Os sistemas de saúde enfrentam um ponto de inflexão no cuidado oncológico. O avanço científico ampliou de forma significativa as possibilidades diagnósticas e terapêuticas, mas essa evolução ocorre em paralelo ao aumento da carga global de câncer, impulsionado pelo envelhecimento populacional e pela maior complexidade dos casos. Estimativas globais indicam que, entre 2020 e 2030, mais de 2,4 milhões de mortes por câncer poderiam ser evitadas apenas com a ampliação do acesso ao diagnóstico por imagem. Além do impacto clínico, esses avanços poderiam gerar ganhos de produtividade superiores a 1,2 trilhão de dólares, evidenciando que decisões baseadas em informação diagnóstica de qualidade são centrais para a sustentabilidade dos sistemas de saúde.
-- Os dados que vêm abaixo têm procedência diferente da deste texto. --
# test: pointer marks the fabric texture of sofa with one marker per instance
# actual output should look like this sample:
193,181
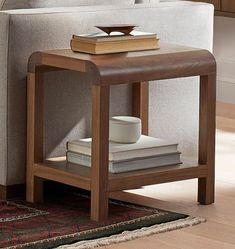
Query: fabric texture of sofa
173,103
No Brasil, esse cenário assume contornos ainda mais complexos. O país abriga cerca de 214 milhões de habitantes e passa por um rápido processo de envelhecimento populacional. Em 2022, aproximadamente 10,9% da população já tinha 65 anos ou mais, proporção que cresceu mais de 57% em pouco mais de uma década. Esse movimento tem impacto direto sobre a carga de doenças crônicas e oncológicas, em especial cânceres associados ao envelhecimento, como o câncer de próstata.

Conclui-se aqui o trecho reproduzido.